MF: Der Song passt ja leider gerade in diesen Tagen
wieder extrem gut, da ja Deutschland die Marine in den
Libanoneinsatz geschickt hat.
F: Ja schon. Als ich den Text geschrieben hatte, fragte
ich mich, ob der Text später, wenn er veröffentlicht
werden würde, überhaupt noch immer aktuell sein würde,
aber dieses Thema ist halt immer aktuell.
MF: Beim Song "Revolution" singst du im Refrain:
"...mit kindlichem Gemüt und einer Illusion, fangen wir
jetzt an mit der Revolution". Das klingt doch ziemlich
pessimistisch, oder verstehe ich das falsch?

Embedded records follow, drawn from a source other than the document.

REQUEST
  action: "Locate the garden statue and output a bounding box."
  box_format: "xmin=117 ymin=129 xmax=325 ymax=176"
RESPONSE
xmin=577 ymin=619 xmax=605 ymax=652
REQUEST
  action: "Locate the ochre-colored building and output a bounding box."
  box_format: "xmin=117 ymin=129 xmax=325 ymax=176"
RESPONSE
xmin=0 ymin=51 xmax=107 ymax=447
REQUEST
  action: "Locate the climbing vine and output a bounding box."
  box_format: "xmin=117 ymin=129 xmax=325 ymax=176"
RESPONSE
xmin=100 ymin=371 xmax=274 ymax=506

F: Naja... Irgendein Philosoph hat mal gesagt "Es ist
nicht wichtig, wie weit das Feuer der Wahrheit leuchtet,
nur dass es leuchtet." Und ich glaube, dass die Zeit für
die grossen Revolutionen gerade nicht da ist. So sollte
man vielleicht im Kleinen versuchen, seine eigene
Revolution durchzuführen oder seinen Kopf frei zu machen
oder mal über den Tellerrand zu schauen, dass es etwas
bringt oder dass auch andere angesteckt werden. Man kann
dann so kleine Enklaven schaffen, in seinem eigenen Kopf
oder unter Freunden, das kann man tun.
MF: Denkst du da gerade an was Bestimmtes? Was soll
durch eine Revolution verändert werden?
F: Also der Song handelt ja eigentlich von einer Person,
die sich von dieser ganzen Maschinerie einfangen lässt,
von dem gesellschaftlich vorgegebenen Weg, und fühlt
sich dabei aber unwohl. Er kommt damit nicht zurecht und
dann kommt eben die Einladung von uns: "Komm wir nehmen
uns bei der Hand, führen uns in ein neues Land".

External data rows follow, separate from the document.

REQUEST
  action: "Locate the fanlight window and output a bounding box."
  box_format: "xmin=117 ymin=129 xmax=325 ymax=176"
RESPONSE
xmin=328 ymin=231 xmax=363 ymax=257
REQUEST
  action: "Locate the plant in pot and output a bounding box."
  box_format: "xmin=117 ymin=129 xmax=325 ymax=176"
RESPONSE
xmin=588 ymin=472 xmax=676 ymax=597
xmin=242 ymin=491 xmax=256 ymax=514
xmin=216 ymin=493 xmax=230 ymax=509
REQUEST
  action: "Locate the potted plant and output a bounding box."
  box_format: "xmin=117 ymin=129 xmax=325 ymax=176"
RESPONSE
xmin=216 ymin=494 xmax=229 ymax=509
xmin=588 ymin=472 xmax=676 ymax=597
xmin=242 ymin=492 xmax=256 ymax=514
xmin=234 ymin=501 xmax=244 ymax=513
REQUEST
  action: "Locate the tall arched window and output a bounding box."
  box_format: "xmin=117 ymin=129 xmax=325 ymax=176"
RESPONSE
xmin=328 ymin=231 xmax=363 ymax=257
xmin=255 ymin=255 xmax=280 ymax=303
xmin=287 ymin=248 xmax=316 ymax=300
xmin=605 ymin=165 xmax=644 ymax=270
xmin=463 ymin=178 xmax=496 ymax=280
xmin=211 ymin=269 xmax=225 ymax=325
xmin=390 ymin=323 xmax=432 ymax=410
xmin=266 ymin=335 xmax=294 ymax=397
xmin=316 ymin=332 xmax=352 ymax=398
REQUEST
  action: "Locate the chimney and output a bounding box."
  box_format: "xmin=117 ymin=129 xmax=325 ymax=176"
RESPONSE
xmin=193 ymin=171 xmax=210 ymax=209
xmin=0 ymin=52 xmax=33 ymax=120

MF: Kann man das als ein Grundthema von euch
deklarieren? Ausbrechen aus dem Alltag, der
Gesellschaft?
F: Auf jeden Fall. Der Freiheitsgedanke ist sehr
wichtig, der zieht sich durchs ganze Album hindurch. Wir
sind ja auch nicht gerade das, was von der Gesellschaft
als "normal" und "gut" angesehen wird.
MF: Welches würdest du als deine grössten Einflüsse
bezeichnen?
F: Also bei mir sind das jetzt nicht irgendwelche Bands
oder Künstler. Ich sage immer: "Das Leben schreibt die
Lieder", und so ist das einfach bei uns. Da werden Dinge
eingearbeitet, die einen bewegen, beschäftigen oder die
einem einfach über den Weg laufen, Geschichten, die man
aufschnappt, sei es durch Bekannte oder durch das
Reisen. Reisen hat ja auch wieder mit Ausbrechen zu tun.

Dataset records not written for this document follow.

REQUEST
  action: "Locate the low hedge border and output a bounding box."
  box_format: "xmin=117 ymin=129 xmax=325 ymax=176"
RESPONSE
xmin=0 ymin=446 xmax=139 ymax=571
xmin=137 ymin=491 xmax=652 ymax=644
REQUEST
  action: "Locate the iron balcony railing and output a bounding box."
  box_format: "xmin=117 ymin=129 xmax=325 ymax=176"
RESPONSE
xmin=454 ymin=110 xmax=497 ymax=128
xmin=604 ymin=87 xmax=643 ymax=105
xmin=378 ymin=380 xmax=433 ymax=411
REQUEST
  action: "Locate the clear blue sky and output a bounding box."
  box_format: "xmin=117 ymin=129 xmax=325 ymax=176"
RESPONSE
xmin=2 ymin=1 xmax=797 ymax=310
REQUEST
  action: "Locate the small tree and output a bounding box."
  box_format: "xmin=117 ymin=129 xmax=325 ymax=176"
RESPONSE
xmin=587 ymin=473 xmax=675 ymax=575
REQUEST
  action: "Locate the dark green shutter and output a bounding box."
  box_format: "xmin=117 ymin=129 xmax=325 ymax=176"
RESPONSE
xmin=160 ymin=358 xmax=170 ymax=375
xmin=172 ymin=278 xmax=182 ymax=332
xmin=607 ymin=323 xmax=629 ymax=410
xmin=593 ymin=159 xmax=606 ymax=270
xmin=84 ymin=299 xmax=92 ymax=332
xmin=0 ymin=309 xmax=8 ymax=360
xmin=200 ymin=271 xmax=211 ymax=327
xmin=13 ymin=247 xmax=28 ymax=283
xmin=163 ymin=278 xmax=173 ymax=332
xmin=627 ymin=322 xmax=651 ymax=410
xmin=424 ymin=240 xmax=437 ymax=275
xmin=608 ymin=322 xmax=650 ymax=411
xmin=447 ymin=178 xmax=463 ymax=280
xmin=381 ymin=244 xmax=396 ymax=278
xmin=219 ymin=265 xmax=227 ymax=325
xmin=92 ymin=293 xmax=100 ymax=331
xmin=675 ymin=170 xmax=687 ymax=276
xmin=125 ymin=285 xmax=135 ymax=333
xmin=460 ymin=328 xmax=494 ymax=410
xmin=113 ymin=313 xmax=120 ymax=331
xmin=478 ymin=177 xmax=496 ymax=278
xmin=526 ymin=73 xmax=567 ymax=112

Was die Musik anbelangt... Wir mögen einfach harte
Musik. Als Kind oder Jugendlicher hat man da sicherlich
seine Faves oder hat sie auch heute noch, aber die
beeinflussen nur unterbewusst. Es ist ha nicht so, dass
man bei uns gleich heraushört, wem wir nacheifern oder
so.
MF: Ihr seid ja berühmt dafür, dass ihr sowohl
deutsche als auch englische Texte verwendet, beim Song
"Seemann" kommt da auch noch gleich Französisch hinzu.
Wie kam das?

F: Da stand der Gedanke im Vordergrund, dass wir mit
mehreren Sprachen den Inhalt des Songs noch stärker
betonen können um dem Ganzen mehr Internationalität zu
geben. Der Seemann schippert da ja nicht nur den Rhein
hinauf und hinunter, sondern kommt in der ganzen Welt
herum mit seinem Schiff. Deswegen hatte wir zuerst auch
vor, noch eine japanische Strophe einzubauen, was den
Song dann aber ein bisschen gesprengt hätte, das wäre
dann wieder zu viel des Guten gewesen.
MF: Wie arbeitest du während der Textphase? Ist die
Melodie schon da und dann entscheidest du dich, ob du
auf Englisch oder Deutsch singen willst, oder ist das
eine ganz spontane, willkürliche Sache?
F: Das ist sehr unterschiedlich und hat sich in all den
Jahren auch verändert, da der Text bei uns immer mehr
Wichtigkeit bekommen hat als früher. Da war es dann noch
einfacher, denn ich denke, ein Riff zu schreiben
passiert schneller als einen Text. Im Idealfall ist es
so, dass der Text zuerst da ist und dann die Musik dazu
geschrieben wird. Meistens steht aber der musikalische
Teil schon fast vollständig, und wenn dann der Text
dazukommt, wird noch angepasst und umarrangiert.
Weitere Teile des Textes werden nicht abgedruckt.